Bunu bilmemize rağmen, yine de yaşlılarımıza, büyüklerimize karşı gerekli saygı ve hassasiyeti gösterdiğimizi söyleyemeyiz.
Elbette, modern Batı toplumlarıyla kıyaslandığında bizim toplumda yaşlılarımıza ve büyüklerimize karşı gösterilen saygı ve hassasiyet oldukça müsbettir. Ancak bunun yine de ideal mânâda olduğu söylenemez.
Oysa hayat onlarla güzel.
Yaşadığımız mutsuzluk ve tatminsizliğin, bizi rûhen ve bedenen geren tüm stres ve korkularımızın kaynağına indiğimizde, göreceğiz ki, bütün bunların kaynağında, yaşlıları günlük yaşantımızın bir parçası olmaktan çıkarmamız, onları hayatımızın dışında tutmamız, yaşamı onlarla paylaşmamamız yatmaktadır.
Pek çok insan bu gerçeğin farkında değildir ancak yaşlı insanların hayatımızdaki yeri ne kadar boşalsa, onların boşluğunu stres, korku, ümitsizlik, endişe ve mutsuzluk doldurmaktadır.
Bizler her ne kadar kabullenmek istemesek de, ne kadar büyürsek büyüyelim, bir yanımız hep çocuk kalmakta, hangi konuma yükselirsek yükselelim ve toplum içindeki statümüz ne olursa olsun, bir yanımız hep yardıma muhtaç, elinden tutulması gereken küçük bir çocuk olarak kalmaktadır.

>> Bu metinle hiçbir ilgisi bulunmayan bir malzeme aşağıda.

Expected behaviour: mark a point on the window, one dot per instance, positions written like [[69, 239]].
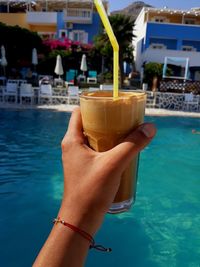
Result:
[[157, 46], [83, 13], [160, 19], [189, 21], [69, 25], [79, 36], [62, 33], [188, 48]]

Böyle durumlarda evimizde, aile çevremizde ve yakınımızda yaşlılarımızın olması, bizler için hep bir güvenlik ve sığınak görevi görmektedir. Ancak biz yaşlılarımızı ne yazık ki ailemizden ve günlük yaşantımızdan dışarı attığımız için, güçsüz ve çaresiz durumlarda yaslanacağımız bu güvenlik ve sığınağı bulamamakta, dolayısıyla stres ve güvensizlik duygusuyla kuşatılmaktayız.
Oysa onların varlığı bile bizler için bir huzur ve emniyet kaynağıdır.
En umutsuz ve çaresiz anlarımızda bile onlardan alacağımız küçük bir nasihat, onların bize güven aşılayan iki çift sözü bizler için müthiş bir enerji kaynağı olabilmekte, bizi gerginlik ve stresten kurtarabilmekte, kendimizi daha iyi ve daha rahat hissetmemizi sağlayabilmektedir.
Hayat onlarla güzeldir. Onlarsız bir hayat, sığınaksız, pusulasız ve güvensiz bir hayattır.
Bir kahvaltı sofrasında onların da olması, o kahvaltıyı hiçbir şeyle değiştirilemeyecek derecede lezzetli ve keyifli yapabilmektedir. O sofrada sadece onların da oturuyor olması yeterlidir bunun için.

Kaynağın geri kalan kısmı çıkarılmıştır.